Dawkins, the author of The God Delusion, seemed to take comfort in saying that most Catholics “don’t believe the official dogma,” namely “… the entire substance of the bread and the entire substance of the wine are converted respectively into the Body and Blood of Christ in such a way that ‘only the appearances of bread and wine remain’.”

The Catholic doctrine of transubstantiation is not the only belief to fall under Dawkins’ axe, however. In The God Delusion, Dawkins takes all people of faith to task, arguing that religious education of children is a form of “child abuse.”

As a materialist, Dawkins also denies the existence of human free will, which he believes to be an illusion.

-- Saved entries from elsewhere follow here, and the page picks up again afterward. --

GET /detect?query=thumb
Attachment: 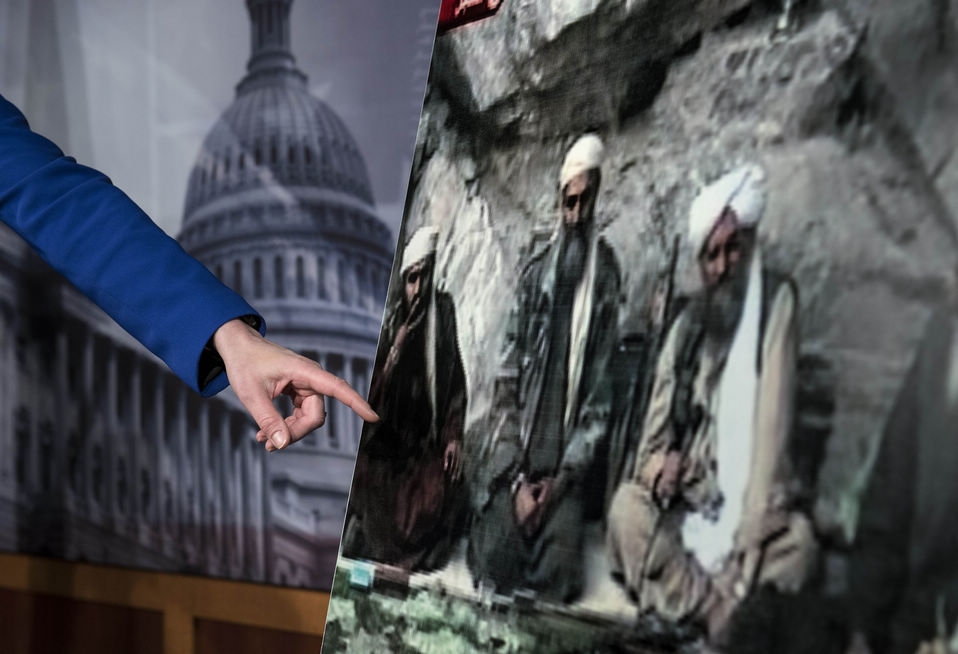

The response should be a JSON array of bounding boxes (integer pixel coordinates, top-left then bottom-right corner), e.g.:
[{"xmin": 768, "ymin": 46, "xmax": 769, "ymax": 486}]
[{"xmin": 236, "ymin": 385, "xmax": 290, "ymax": 450}]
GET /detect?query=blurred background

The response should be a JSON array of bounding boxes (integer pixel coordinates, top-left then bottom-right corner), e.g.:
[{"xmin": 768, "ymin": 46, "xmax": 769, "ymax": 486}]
[{"xmin": 0, "ymin": 0, "xmax": 438, "ymax": 593}]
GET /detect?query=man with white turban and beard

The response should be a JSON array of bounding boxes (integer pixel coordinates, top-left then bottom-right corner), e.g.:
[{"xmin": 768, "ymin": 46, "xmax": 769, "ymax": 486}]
[
  {"xmin": 342, "ymin": 225, "xmax": 468, "ymax": 571},
  {"xmin": 467, "ymin": 134, "xmax": 622, "ymax": 602},
  {"xmin": 606, "ymin": 164, "xmax": 818, "ymax": 646}
]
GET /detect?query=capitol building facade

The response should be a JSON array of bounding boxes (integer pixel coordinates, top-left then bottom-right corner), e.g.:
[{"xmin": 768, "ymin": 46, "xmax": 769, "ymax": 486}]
[{"xmin": 0, "ymin": 0, "xmax": 391, "ymax": 589}]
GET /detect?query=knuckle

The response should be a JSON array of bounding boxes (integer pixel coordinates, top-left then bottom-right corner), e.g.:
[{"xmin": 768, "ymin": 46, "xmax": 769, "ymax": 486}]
[{"xmin": 255, "ymin": 413, "xmax": 280, "ymax": 429}]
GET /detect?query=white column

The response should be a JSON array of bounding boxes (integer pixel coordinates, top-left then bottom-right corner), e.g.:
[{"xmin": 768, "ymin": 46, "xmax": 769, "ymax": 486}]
[
  {"xmin": 197, "ymin": 400, "xmax": 211, "ymax": 569},
  {"xmin": 344, "ymin": 258, "xmax": 355, "ymax": 306},
  {"xmin": 81, "ymin": 330, "xmax": 95, "ymax": 509},
  {"xmin": 230, "ymin": 413, "xmax": 244, "ymax": 573},
  {"xmin": 20, "ymin": 335, "xmax": 37, "ymax": 494},
  {"xmin": 50, "ymin": 329, "xmax": 69, "ymax": 496},
  {"xmin": 153, "ymin": 373, "xmax": 166, "ymax": 545},
  {"xmin": 286, "ymin": 252, "xmax": 296, "ymax": 299},
  {"xmin": 179, "ymin": 392, "xmax": 197, "ymax": 562},
  {"xmin": 363, "ymin": 266, "xmax": 373, "ymax": 306},
  {"xmin": 246, "ymin": 420, "xmax": 268, "ymax": 581},
  {"xmin": 174, "ymin": 386, "xmax": 187, "ymax": 545},
  {"xmin": 332, "ymin": 256, "xmax": 341, "ymax": 304},
  {"xmin": 317, "ymin": 253, "xmax": 328, "ymax": 300},
  {"xmin": 104, "ymin": 343, "xmax": 118, "ymax": 521},
  {"xmin": 139, "ymin": 366, "xmax": 159, "ymax": 544},
  {"xmin": 126, "ymin": 356, "xmax": 141, "ymax": 531},
  {"xmin": 219, "ymin": 411, "xmax": 232, "ymax": 569},
  {"xmin": 306, "ymin": 253, "xmax": 317, "ymax": 299},
  {"xmin": 232, "ymin": 414, "xmax": 245, "ymax": 574}
]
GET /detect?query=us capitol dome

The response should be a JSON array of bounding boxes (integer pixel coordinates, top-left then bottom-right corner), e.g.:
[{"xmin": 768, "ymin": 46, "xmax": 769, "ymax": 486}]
[
  {"xmin": 0, "ymin": 0, "xmax": 393, "ymax": 591},
  {"xmin": 178, "ymin": 0, "xmax": 394, "ymax": 586}
]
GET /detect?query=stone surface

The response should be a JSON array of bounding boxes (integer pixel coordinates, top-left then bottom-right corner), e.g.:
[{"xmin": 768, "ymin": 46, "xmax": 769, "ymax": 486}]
[
  {"xmin": 400, "ymin": 0, "xmax": 958, "ymax": 546},
  {"xmin": 836, "ymin": 0, "xmax": 958, "ymax": 223},
  {"xmin": 431, "ymin": 0, "xmax": 754, "ymax": 136}
]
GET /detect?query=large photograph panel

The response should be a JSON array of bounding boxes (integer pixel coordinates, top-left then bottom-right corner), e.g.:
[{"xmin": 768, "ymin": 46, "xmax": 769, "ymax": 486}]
[{"xmin": 327, "ymin": 1, "xmax": 958, "ymax": 652}]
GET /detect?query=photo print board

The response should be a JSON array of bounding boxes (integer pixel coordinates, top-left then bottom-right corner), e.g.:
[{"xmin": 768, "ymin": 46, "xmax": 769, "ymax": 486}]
[{"xmin": 326, "ymin": 1, "xmax": 958, "ymax": 652}]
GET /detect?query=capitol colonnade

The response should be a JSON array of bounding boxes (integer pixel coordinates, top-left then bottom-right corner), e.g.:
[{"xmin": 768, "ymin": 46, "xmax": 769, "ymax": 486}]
[{"xmin": 0, "ymin": 286, "xmax": 268, "ymax": 581}]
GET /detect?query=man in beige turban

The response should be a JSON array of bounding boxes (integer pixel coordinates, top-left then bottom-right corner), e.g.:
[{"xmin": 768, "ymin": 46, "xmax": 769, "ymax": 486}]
[
  {"xmin": 467, "ymin": 134, "xmax": 622, "ymax": 602},
  {"xmin": 606, "ymin": 164, "xmax": 818, "ymax": 645}
]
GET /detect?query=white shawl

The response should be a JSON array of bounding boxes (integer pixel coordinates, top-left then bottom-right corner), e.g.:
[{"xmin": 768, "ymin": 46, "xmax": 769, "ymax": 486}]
[{"xmin": 682, "ymin": 248, "xmax": 763, "ymax": 571}]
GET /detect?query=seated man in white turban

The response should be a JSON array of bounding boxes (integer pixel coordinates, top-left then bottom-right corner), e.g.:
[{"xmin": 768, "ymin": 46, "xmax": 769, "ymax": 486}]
[
  {"xmin": 343, "ymin": 226, "xmax": 468, "ymax": 571},
  {"xmin": 606, "ymin": 164, "xmax": 818, "ymax": 645},
  {"xmin": 467, "ymin": 134, "xmax": 622, "ymax": 602}
]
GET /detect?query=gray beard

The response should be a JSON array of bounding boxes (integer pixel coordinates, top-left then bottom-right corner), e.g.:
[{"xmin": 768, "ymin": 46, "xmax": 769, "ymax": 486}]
[{"xmin": 704, "ymin": 274, "xmax": 747, "ymax": 342}]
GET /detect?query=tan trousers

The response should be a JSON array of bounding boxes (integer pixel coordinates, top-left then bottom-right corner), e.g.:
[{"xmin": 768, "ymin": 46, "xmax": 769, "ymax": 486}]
[{"xmin": 606, "ymin": 481, "xmax": 817, "ymax": 627}]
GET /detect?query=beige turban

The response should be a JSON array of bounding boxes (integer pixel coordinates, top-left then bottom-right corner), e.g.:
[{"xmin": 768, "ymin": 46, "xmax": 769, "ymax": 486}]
[
  {"xmin": 560, "ymin": 134, "xmax": 604, "ymax": 190},
  {"xmin": 401, "ymin": 225, "xmax": 439, "ymax": 275},
  {"xmin": 688, "ymin": 163, "xmax": 767, "ymax": 256}
]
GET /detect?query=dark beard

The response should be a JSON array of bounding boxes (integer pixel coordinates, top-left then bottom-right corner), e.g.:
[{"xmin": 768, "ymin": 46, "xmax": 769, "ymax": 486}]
[
  {"xmin": 401, "ymin": 264, "xmax": 434, "ymax": 323},
  {"xmin": 704, "ymin": 266, "xmax": 749, "ymax": 341},
  {"xmin": 556, "ymin": 222, "xmax": 588, "ymax": 293}
]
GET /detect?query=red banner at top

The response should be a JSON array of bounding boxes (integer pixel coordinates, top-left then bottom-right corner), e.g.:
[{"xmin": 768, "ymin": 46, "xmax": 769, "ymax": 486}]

“As scientists, we believe that human brains, though they may not work in the same way as man-made computers, are as surely governed by the laws of physics,” Dawkins contends. “When a computer malfunctions, we do not punish it. We track down the problem and fix it, usually by replacing a damaged component, either in hardware or software.”

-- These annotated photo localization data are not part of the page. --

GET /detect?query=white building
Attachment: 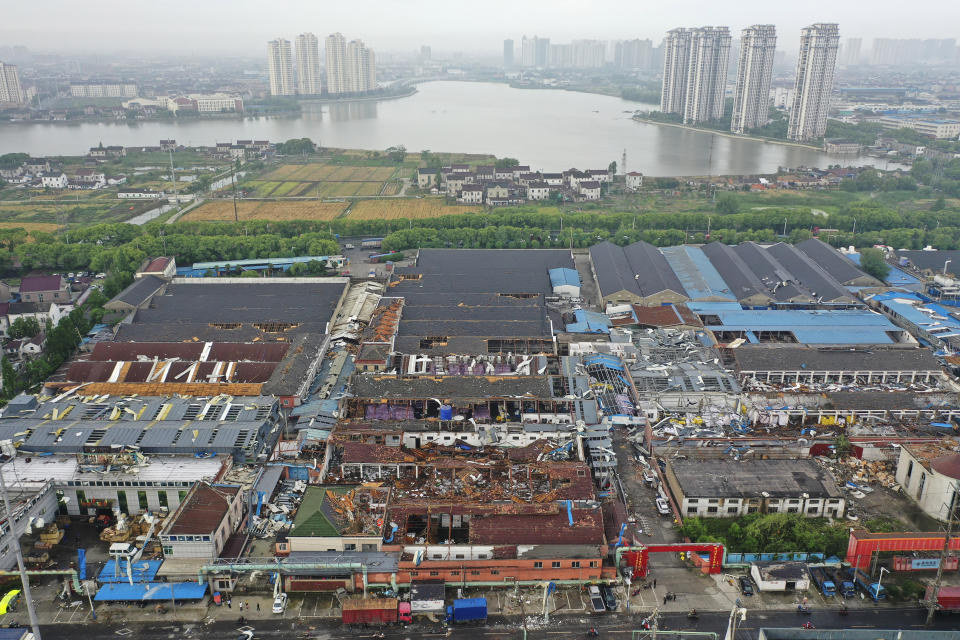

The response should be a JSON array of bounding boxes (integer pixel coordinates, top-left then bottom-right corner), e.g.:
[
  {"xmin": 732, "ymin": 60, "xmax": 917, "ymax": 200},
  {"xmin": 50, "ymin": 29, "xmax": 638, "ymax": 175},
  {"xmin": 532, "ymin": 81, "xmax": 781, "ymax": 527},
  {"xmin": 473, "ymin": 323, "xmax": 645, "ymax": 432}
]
[
  {"xmin": 788, "ymin": 23, "xmax": 840, "ymax": 141},
  {"xmin": 661, "ymin": 26, "xmax": 731, "ymax": 124},
  {"xmin": 459, "ymin": 185, "xmax": 485, "ymax": 204},
  {"xmin": 586, "ymin": 169, "xmax": 612, "ymax": 183},
  {"xmin": 0, "ymin": 62, "xmax": 25, "ymax": 105},
  {"xmin": 731, "ymin": 25, "xmax": 777, "ymax": 134},
  {"xmin": 296, "ymin": 32, "xmax": 322, "ymax": 95},
  {"xmin": 750, "ymin": 562, "xmax": 811, "ymax": 592},
  {"xmin": 895, "ymin": 445, "xmax": 960, "ymax": 522},
  {"xmin": 665, "ymin": 459, "xmax": 845, "ymax": 518},
  {"xmin": 877, "ymin": 116, "xmax": 960, "ymax": 140},
  {"xmin": 167, "ymin": 93, "xmax": 243, "ymax": 113},
  {"xmin": 40, "ymin": 172, "xmax": 68, "ymax": 189},
  {"xmin": 626, "ymin": 172, "xmax": 644, "ymax": 190},
  {"xmin": 661, "ymin": 28, "xmax": 693, "ymax": 115},
  {"xmin": 1, "ymin": 453, "xmax": 232, "ymax": 519},
  {"xmin": 527, "ymin": 181, "xmax": 551, "ymax": 200},
  {"xmin": 325, "ymin": 33, "xmax": 348, "ymax": 95},
  {"xmin": 267, "ymin": 38, "xmax": 296, "ymax": 96},
  {"xmin": 158, "ymin": 482, "xmax": 244, "ymax": 560},
  {"xmin": 346, "ymin": 39, "xmax": 376, "ymax": 93},
  {"xmin": 579, "ymin": 181, "xmax": 601, "ymax": 200},
  {"xmin": 118, "ymin": 188, "xmax": 164, "ymax": 199},
  {"xmin": 69, "ymin": 83, "xmax": 137, "ymax": 98},
  {"xmin": 682, "ymin": 27, "xmax": 731, "ymax": 124}
]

“Isn’t the murderer or the rapist just a machine with a defective component? Or a defective upbringing? Defective education? Defective genes?” he continues.

“But doesn’t a truly scientific, mechanistic view of the nervous system make nonsense of the very idea of responsibility?” he concludes. “Any crime, however heinous, is in principle to be blamed on antecedent conditions acting through the accused’s physiology, heredity and environment.”

In the end, human responsibility is a fiction and child murderers and thuggish vandals are merely “faulty units that need fixing or replacing,” he declares.

Dawkins’s rejection of Catholicism’s understanding of the Eucharist, on the other hand, does not seem to proceed from revulsion at the thought of eating human flesh.

In 2018, Dawkins proposed that cultivating and eating human “meat” might help society overcome its “taboo” against cannibalism.

Consuming human flesh could assist western culture in shedding yet another irrational remnant of its Judeo-Christian roots, he suggested.

Dawkins added that eating lab-grown human meat would provide an “interesting test case for consequentialist morality versus ‘yuck reaction’ absolutism,” which keeps people from doing things just because they seem morally repugnant.